Sports / Soccer
Mutuma in last chance saloon
19 Feb 2017 at 09:13hrs | Views
RODRICK MUTUMA is a player of extremes. Either he is brilliant or he is abysmal. There is no in between: just the good and the ugly.
Whilst other players go the artisan way when their artistry fails, compensating for a poor day on the park with hard graft, Mutuma would rather go missing in action.
The head drops, the shoulders slump, and arguments with teammates, opponents and even referees become the order of the day.
One of local football's badly kept secrets is that Mutuma is mentally fragile, easily affected by mind games and prone to losing focus.
Having done business for Dynamos and Caps United, the 28-year old striker – who also had a brief and unsuccessful spell at South African outfit Bloemfontein Celtic – now finds himself at Highlanders.
He might be in last chance saloon.
This is a union of parties that need each other badly.
After years of club-hopping and attracting negative headlines, Mutuma is desperate for a big team that offers him a chance to prove that for all his baggage, he is has what it takes to make a damn good striker.
"This season I want to play football, I want to let my game do the talking," said Mutuma last week.
The striker was offloaded by DeMbare - along with Sydney Linyama, Jacob Muzokomba and Stephen Alimenda - amid accusations of fanning indiscipline and messing up star man Denver Mukamba's head.
Mutuma does not publicly say it but deep down he feels hard done.
"For Roddy, life was always going to be hard with Murape Murape as the assistant coach. That incident when he beat up Murape with a broom strained relations between the two for good and it was evident throughout last season," said a close friend of the striker.
In 2014 Mutuma assaulted Murape, his then captain, as tempers flared on the Dynamos training ground over bonuses.
And when everyone expected the self-proclaimed prince of local football to apologise, Mutuma instead twisted the dagger.
"I don't regret anything about what happened because I didn't start it, he did, he asked for it," a defiant Mutuma reportedly said at the time.

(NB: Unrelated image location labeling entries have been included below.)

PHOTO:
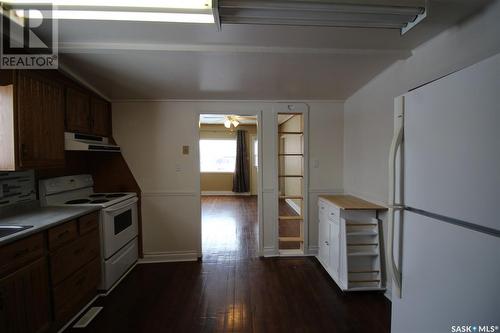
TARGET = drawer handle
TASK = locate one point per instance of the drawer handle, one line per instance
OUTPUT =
(63, 234)
(80, 281)
(21, 253)
(78, 251)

While the player badly needs to resuscitate a career that started with so much promise but has hit turbulence, Bosso are also critically in need of a man who can score goals.
Erol Akbay reckons Mutuma is that man.
The Highlanders coach needed only two training sessions to start waxing lyrical about the striker, vowing to turn him into a serial goal-scorer and Golden Boot winner.
Akbay told The Sunday Mail Sport: "He is a good footballer, not just a striker. Unlike most strikers, he gets very much involved in play and demands that he be part of the game. You can see him going deep to help when the need arise and that makes him a good footballer not just a striker."
Mutuma's conversion rate is far from the stuff of legend; but it could imrpove Bosso's 2016 record of putting away just 10 percent of chances created.
The thinking in the Highlanders is clear: they will create enough chances for Mutuma to score and that will win them matches; goals that will win them titles; goals that will make the Soweto stand sing of a new hero.
Last term Bosso made a storming start but the departure of their go-to man for goals – Bruce Kangwa – for Tanzania suffocated a team that was easy on the eye.
Akbay wants Mutuma to fill that void.
"In the first two days I worked with him, he converted 60 percent of the chances that came his way and in my view that's a good return compared to some of the strikers we had last season who could only manage to convert 10 percent."
But Rodrick Mutuma will always be Rodrick Mutuma. There will be days when the blood rushes to his head. There will be days when he will come through as an ageing prima donna.
Akbay is ready for those days.
"I have heard stories about his behaviour but it's not something that I haven't seen yet so naturally I have not talked about it with him. However, I will sit down with him and tell him to abide by the rules expected of all our players," said the Bosso coach.